If you did read the NAV docs guide to debugging gaps in graphs, you'll know that it's quite important for the metrics to arrive in the carbon backend at specific intervals.
If the ipdevpoll stats gathering jobs do not run on more or less exact intervals, but keep getting delayed from their schedules, you may end up with gaps in the Graphite data. I.e. for each device, 1minstats should ideally run every 60 seconds for each device, with as few deviations as possible (300 seconds for the 5minstats job). ipdevpoll has limits on how many concurrent jobs it will run, and if the total workload gets too high, jobs will start getting delayed. I.e. when you find the logs, you should make sure to see whether the actual job intervals are as expected. If not, you may want to look into ipdevpoll's multiprocess mode instead, in which ipdevpoll will use multiple processes (and therefore, potentially, cores) to accomplish its work.
It looks as though the postgres database used by Nav is what's eating resources and presumably causing the graph gaps. The docker host typically has a load average of 9-12. Looking at the processes, there are typically at least 10 postgres processes running in the NavDB container, continually using 20-30% of CPU for each process. This does not seem normal to me? I also gave that container more shared memory, as it was logging occasional errors about not being able to allocate enough. Again no change - worse if anything.
Again, I can't speak from experience when it comes to running PostgreSQL in production in containers.

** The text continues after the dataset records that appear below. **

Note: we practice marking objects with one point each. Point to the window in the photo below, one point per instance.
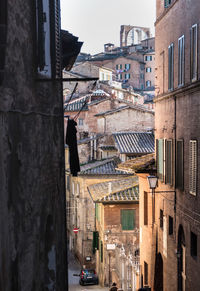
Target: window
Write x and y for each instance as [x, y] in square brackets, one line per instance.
[179, 164]
[160, 158]
[170, 225]
[3, 36]
[168, 161]
[145, 273]
[128, 219]
[127, 67]
[148, 70]
[48, 38]
[101, 252]
[161, 218]
[78, 189]
[181, 60]
[148, 83]
[167, 3]
[95, 245]
[193, 167]
[148, 58]
[193, 244]
[193, 52]
[145, 208]
[171, 66]
[127, 76]
[68, 182]
[80, 121]
[73, 188]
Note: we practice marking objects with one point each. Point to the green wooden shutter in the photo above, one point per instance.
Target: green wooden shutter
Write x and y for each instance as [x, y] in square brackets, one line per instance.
[179, 164]
[160, 158]
[193, 167]
[95, 241]
[127, 219]
[101, 251]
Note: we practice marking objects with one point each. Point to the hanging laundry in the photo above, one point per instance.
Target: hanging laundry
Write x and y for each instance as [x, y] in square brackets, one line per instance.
[71, 141]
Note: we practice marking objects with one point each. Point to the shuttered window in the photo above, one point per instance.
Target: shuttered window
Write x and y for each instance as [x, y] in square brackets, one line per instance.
[181, 60]
[193, 52]
[171, 227]
[193, 167]
[95, 241]
[3, 36]
[97, 211]
[168, 161]
[160, 158]
[161, 218]
[55, 38]
[128, 219]
[179, 165]
[101, 251]
[145, 273]
[145, 208]
[167, 3]
[48, 38]
[171, 66]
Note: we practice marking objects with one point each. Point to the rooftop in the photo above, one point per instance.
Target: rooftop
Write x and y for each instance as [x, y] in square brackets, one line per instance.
[143, 164]
[103, 167]
[123, 190]
[134, 142]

It can do so, of course, but it will always perform best when it's close to the bare metal.
There's a guy named Øystein Gyland who runs NAV in production using nav-container. He's made some contributions to the container repo in that regard, but I'm not sure whether he follows the mailing list. I normally find him active in the IRC channel. He might be able to share some insights into his experience with running NAV in containers.
The docker host is running as a VM as an in-production 'test' - in the fullness of time (when I'm not remote working), I'll likely move the containers onto a bare metal host.
That will probably help, but I would still pursue putting the PostgreSQL server on bare metal before anything else (I've already lost count of how many times I've mentioned this :-D). If you have other software that depends on PostgreSQL, they would probably benefit from it too.